Tuesday, December 24, 2013

Its a good investment to buy great gifts



On the news last night I saw a guy saying that gift giving at Christmas made bad economic sense. He may have been right in saying that if a husband and wife each went out with the money to buy their own gifts, they would get something that would be more useful during the following year. He seemed to feel that there should be a role for exchange of pre-loaded debit cards as X-mas gifts. Bah! Humbug!


Look at the standard supply demand curve I have posted above. The red line reflects the prices people are willing to pay for a product. Essentially, people are ordered in a list of decreasing willingness to pay. For any quantity, all the people symbolized to the left of that quantity on the red line would be willing to buy at the price identified on the y axis.

The green line in the same sense symbolizes the willingness to sell. For any specific quantity on the x axis, all the people to the left would be willing to sell at that price.

The market clearing price is that where no additional buyer is willing to pay more, and no additional seller is willing to sell for less.

Now any buyer who is willing to pay more but buys at the market clearing price gets a "consumer surplus" -- he/she is getting a product he/she values more than it costs.
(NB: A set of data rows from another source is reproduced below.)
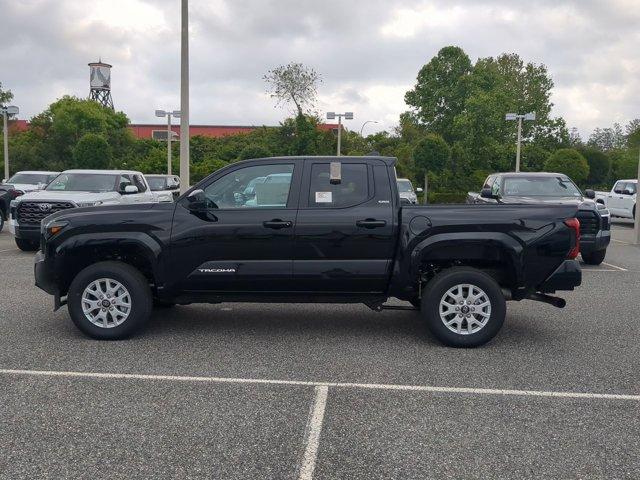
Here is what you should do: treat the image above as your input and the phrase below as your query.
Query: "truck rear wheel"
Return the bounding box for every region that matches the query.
[68,262,153,340]
[422,267,507,347]
[582,248,607,265]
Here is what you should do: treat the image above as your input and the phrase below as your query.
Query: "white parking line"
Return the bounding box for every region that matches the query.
[298,385,329,480]
[602,262,628,272]
[0,368,640,402]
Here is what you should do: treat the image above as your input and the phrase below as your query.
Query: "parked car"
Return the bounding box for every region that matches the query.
[35,156,581,347]
[467,172,611,265]
[595,179,638,218]
[398,178,422,205]
[2,170,60,193]
[0,184,24,232]
[9,170,158,251]
[144,175,180,202]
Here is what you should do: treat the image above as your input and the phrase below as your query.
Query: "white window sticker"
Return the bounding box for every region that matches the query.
[316,192,333,203]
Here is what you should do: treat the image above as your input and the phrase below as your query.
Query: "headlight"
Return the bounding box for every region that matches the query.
[76,200,102,207]
[40,220,69,239]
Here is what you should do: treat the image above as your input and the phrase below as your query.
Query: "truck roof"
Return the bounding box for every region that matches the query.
[62,169,142,175]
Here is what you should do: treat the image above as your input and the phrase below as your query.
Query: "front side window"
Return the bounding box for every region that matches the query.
[204,164,293,209]
[309,163,369,208]
[46,173,118,192]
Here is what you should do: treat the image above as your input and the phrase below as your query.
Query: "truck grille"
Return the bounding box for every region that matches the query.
[16,202,75,225]
[578,212,600,235]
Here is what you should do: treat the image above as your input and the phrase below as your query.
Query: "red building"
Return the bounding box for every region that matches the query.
[129,123,338,139]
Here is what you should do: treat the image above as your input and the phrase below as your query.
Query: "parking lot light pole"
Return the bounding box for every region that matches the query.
[633,145,640,245]
[180,0,190,193]
[504,112,536,173]
[156,110,180,175]
[0,105,20,180]
[327,112,353,157]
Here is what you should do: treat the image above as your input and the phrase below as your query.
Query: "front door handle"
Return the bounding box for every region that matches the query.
[356,218,387,228]
[262,218,293,230]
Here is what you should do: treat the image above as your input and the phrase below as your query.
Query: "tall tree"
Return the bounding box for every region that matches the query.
[404,46,471,142]
[262,62,322,116]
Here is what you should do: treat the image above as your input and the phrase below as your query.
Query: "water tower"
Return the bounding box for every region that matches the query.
[89,60,113,110]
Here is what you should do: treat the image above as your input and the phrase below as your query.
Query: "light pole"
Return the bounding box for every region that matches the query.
[180,0,189,193]
[504,112,536,173]
[156,110,180,175]
[0,105,20,180]
[327,112,353,157]
[360,120,378,136]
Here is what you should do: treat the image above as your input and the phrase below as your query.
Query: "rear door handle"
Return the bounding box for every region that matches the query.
[356,218,387,228]
[262,218,293,230]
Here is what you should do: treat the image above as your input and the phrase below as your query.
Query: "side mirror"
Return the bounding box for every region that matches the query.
[187,188,207,211]
[480,188,497,199]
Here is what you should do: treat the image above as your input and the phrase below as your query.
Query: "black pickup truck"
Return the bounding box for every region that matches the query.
[467,172,611,265]
[35,157,581,346]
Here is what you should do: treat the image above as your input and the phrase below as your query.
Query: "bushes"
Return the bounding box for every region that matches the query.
[544,148,589,185]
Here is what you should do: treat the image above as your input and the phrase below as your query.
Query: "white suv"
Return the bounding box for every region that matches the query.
[9,170,158,251]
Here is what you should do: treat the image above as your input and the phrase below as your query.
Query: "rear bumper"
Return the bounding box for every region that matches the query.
[538,260,582,293]
[580,230,611,253]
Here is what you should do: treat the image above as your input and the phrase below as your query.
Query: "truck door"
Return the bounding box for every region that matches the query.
[167,160,302,293]
[293,158,395,294]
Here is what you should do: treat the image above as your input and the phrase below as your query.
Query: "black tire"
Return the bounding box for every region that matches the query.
[582,248,607,265]
[15,238,40,252]
[67,262,153,340]
[422,267,507,347]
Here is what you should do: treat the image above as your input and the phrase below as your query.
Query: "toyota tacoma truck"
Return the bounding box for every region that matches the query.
[467,172,611,265]
[35,156,581,347]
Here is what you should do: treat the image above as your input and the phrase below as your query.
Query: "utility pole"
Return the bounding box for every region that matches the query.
[0,105,20,180]
[504,112,536,173]
[180,0,190,193]
[327,112,353,157]
[156,110,180,175]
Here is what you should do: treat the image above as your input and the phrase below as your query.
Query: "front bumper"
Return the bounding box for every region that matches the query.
[33,251,58,295]
[580,230,611,254]
[537,260,582,293]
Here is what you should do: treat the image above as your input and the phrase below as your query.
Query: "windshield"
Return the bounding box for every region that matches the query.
[502,176,582,197]
[7,173,56,185]
[45,173,118,192]
[398,180,413,193]
[147,177,166,192]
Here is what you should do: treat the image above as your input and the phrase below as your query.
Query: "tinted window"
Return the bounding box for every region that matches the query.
[502,176,582,197]
[204,165,293,209]
[309,163,369,208]
[46,173,118,192]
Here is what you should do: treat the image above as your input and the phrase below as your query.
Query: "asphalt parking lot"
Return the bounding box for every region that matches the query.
[0,222,640,479]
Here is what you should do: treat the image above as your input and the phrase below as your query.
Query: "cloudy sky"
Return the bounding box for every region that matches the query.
[0,0,640,135]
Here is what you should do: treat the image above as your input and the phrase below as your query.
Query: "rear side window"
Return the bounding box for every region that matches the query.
[309,163,369,208]
[133,175,147,192]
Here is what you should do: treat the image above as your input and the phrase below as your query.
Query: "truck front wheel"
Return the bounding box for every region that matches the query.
[421,267,507,347]
[67,262,153,340]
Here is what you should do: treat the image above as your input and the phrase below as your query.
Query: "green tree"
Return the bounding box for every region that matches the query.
[544,148,589,185]
[413,133,451,200]
[578,147,611,186]
[73,133,112,169]
[404,46,471,142]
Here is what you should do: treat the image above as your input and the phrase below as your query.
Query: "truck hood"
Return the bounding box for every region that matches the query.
[18,190,120,204]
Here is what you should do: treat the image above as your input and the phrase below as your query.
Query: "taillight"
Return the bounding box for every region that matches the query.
[564,218,580,259]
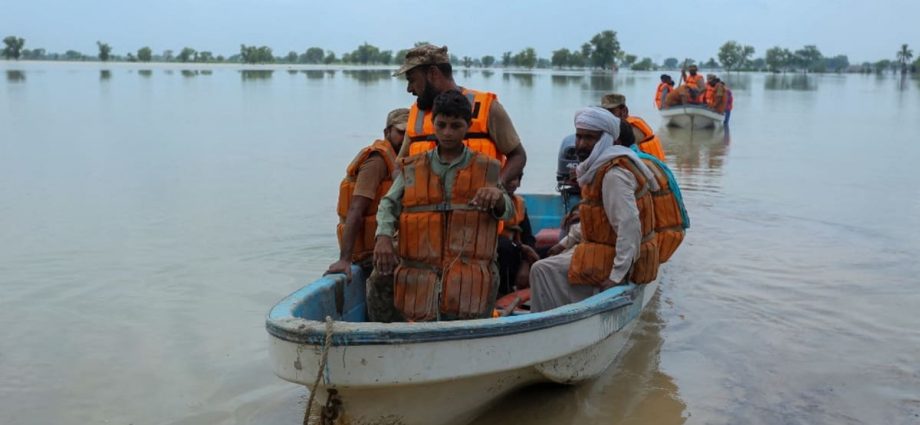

Similarly, any seller who is willing to sell for less but sells at the market clearing price gets a "producer surplus" -- he/she is getting more for the product than he/she is willing to sell if for.

The point is, the value someone ascribes to a product is a function of the person, not the product. That is the way that the economy works.

An Example

Think about a husband who for some reason is unable to shop for a present for his wife, but asks his adult daughter to shop for a gift that he will make to her mother. He says, I am willing so spend up to $100 for a nice gift, and I will give you $20 to do the shopping. Thus the value to him of giving a nice gift to his wife is $120. Say the daughter refuses the pay for shopping (since she likes to shop and would be shopping during the season anyway), and buys a gift for $75. Now Dad has a $75 present and a $45 consumer surplus.

Now think about the wife. Of course she might return the present for a store credit, and go buy something with the credit that she likes better. Then she gets something she values at $75 and she gets an added consumer surplus of what she would be willing to pay for that product minus the $75 -- say $30. Thus the family for a total investment of $75, gets a $75 product plus a $45 consumer surplus for the husband and a $30 consumer surplus for the wife.

Moreover, if by some chance the gift should strike a sentimental chord, and the recipient values it above any possible value for an exchange, that further increases the value to the family.

Now I enjoy shopping for my wife's Christmas present, and as far as I can see my wife just enjoys shopping. (She will go out for a morning shopping with a friend, buy one thing, and then return it in the afternoon. Why would she do that if not for entertainment?) So there might be more benefit to us for doing the shopping.

Finally, think about the following scenario. A family has the custom of gathering together on Christmas Eve to exchange gifts. This Christmas all are present on the 24th except Dad, who is trying to get back from a business trip. He gets in to the local airport in mid afternoon, the last flight in. There is a blizzard.  It is going to be almost impossible to get home for the gift opening. The airline will, in the Christmas spirit, put him up at the airport hotel, paying the bill. Alternatively, he can get a taxi driver to make the trip home by paying a big bonus fair. How much should Dad offer? If he would pay $100, then he values the experience of exchanging gifts on Christmas Eve at that amount. That value too should be included in the valuation of the gifting. And of course, his wife will also value the experience of face to face gifting at the big event.

There is a big economic surplus to Christmas gifting in the family.